生成AIやその他の税務テクノロジーの急速な統合は、税務係争の要因が減る兆しを見せていないものの(実際、係争の件数と解決に要する時間の両面で新たな争点がほぼ毎日浮上しています)、係争が解決されてきた従来のパラダイムが恒久的に変化しつつあることを示しています。生成AIの統合が加速する中で、データの収集、クレンジング、報告、分析といったデータ管理が鍵であることが明確になっています。調査によれば、生成AIツールをすでに開発し、より広範に統合している企業は、税務係争管理に対する満足度が高いと報告されています。これは、世界中のほぼ全ての税務当局で見られる「デジタル化」の波において重要な要素です。

生成AIは税務係争を改善させる
87%
の回答者は、生成AIが将来の税務係争管理を改善させ、税務調査および係争解決プロセスをより効率的かつ正確にすると答えています。

もちろん、税務テクノロジーだけでは、企業や税務当局が次の段階に移行することはできません。まず、企業は、生成AIや類似ツールを完全かつ効果的に統合するに当たって、多くの障壁に直面していると述べています。その障壁は、人材や予算の確保からユースケースの開発まで、多岐にわたります。例えば、企業は税務当局と効果的に連携するために確固たる税務ガバナンスが必要で、当局はリアルタイムでの税務執行を実現するため、独自のテクノロジー統合を推進しています。また、調査によれば、一部では一定の進展が見られるものの、ほとんどの企業はプロセス改善の余地が依然として大きいことが明らかになりました。

将来あるべき姿を認識することは、あくまで第一歩にすぎません。企業は今、それを実現するための一連のステップを踏む必要があり、これには、テクノロジーへの継続的な投資と統合が含まれます。また、継続的に税務係争に対する全体的なアプローチを変革し、自信を持って強い立場で当局と向き合える体制を整えることも必要です。

EY Global Tax Controversy LeaderであるLuis Coronadoは、次のように述べています。「テクノロジーは税務係争におけるゲームチェンジャーです。しかし、ゲームに勝つためには適切な装備だけでは不十分で、適切なトレーニングを受けた適切なチーム、そして適切な戦略とビジョンも必要です」

ビーチで日の出を眺める男性
1

第1章

生成AIはどのように税務係争を変革しているのか

税務係争のリーダーたちは生成AIを積極的に取り入れており、税務部門における導入が急速に進んでいることを示しています。

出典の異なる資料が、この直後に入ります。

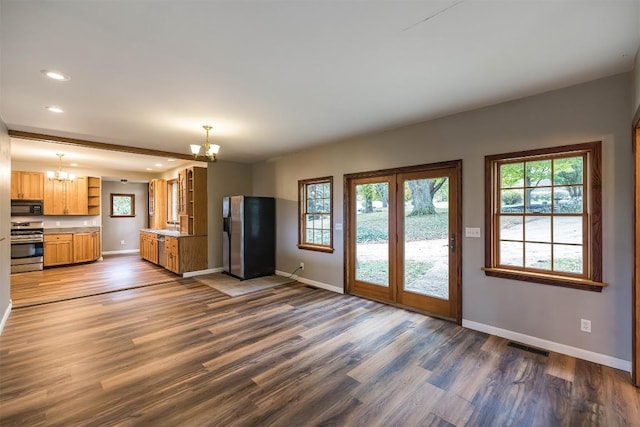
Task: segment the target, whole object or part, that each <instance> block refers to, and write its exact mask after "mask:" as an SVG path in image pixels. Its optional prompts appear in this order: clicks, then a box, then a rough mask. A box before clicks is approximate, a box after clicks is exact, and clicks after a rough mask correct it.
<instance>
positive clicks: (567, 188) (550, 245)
mask: <svg viewBox="0 0 640 427" xmlns="http://www.w3.org/2000/svg"><path fill="white" fill-rule="evenodd" d="M485 162H486V168H487V174H486V177H487V182H486V188H487V190H488V193H487V202H486V203H487V208H488V212H487V221H488V222H487V248H486V253H485V258H486V259H485V269H484V270H485V272H486V273H487V274H488V275H492V276H499V277H508V278H513V279H520V280H527V281H534V282H540V283H548V284H554V285H561V286H570V287H581V288H593V289H592V290H601V287H602V286H604V284H602V283H600V282H601V280H602V271H601V270H602V255H601V247H600V245H601V238H600V229H601V226H600V224H601V214H600V212H601V206H600V203H601V194H600V191H601V190H600V143H599V142H597V143H588V144H578V145H573V146H566V147H556V148H552V149H544V150H533V151H528V152H519V153H510V154H504V155H496V156H487V157H486V158H485Z"/></svg>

税務リスクと税務係争に関する調査では、税務部門における生成AIの導入が着実に進んでいることが分かりました。回答者の39%が、税務リスクまたは税務係争に特化したパイロット版やツールを少なくとも1つ構築し、さらに30%が他の主要プロセスへの生成AI統合を開始しているという事実は、2025年EYタックス・アンド・ファイナンス・オペレート(TFO)調査と一致する劇的な進展を示しています。同調査でも、各部門が生成AIの導入を着実に進めていることが明らかになっています。

回答者は、一般的に生成AIを主に以下の3つの目的で使用中または使用予定としています。

  • 大量の外部の税務情報(特に新規および提案されている法律)の分析および要約
  • 大量の社内で生成された税務情報(意見書、メモ、議事録など)の分析および要約
  • 税務当局と共有するデータの一貫性向上

多くの回答者は、新たな税務リスクの特定と管理の改善、裏付けとなる証拠や文書のリアルタイム生成、当局からの照会への回答作成の自動化または部分自動化など、その他の業務にも生成AIを活用しています。また、回答者の4分の1強は、予測分析の実施に税務テクノロジー(生成AIとは限らない)を活用していると回答しています。

税務係争管理に特化した生成AIツール
~70%
の回答者が、税務リスクまたは税務係争に特化したパイロット版やツールを少なくとも1つ構築したか、あるいは統合中であると回答しています。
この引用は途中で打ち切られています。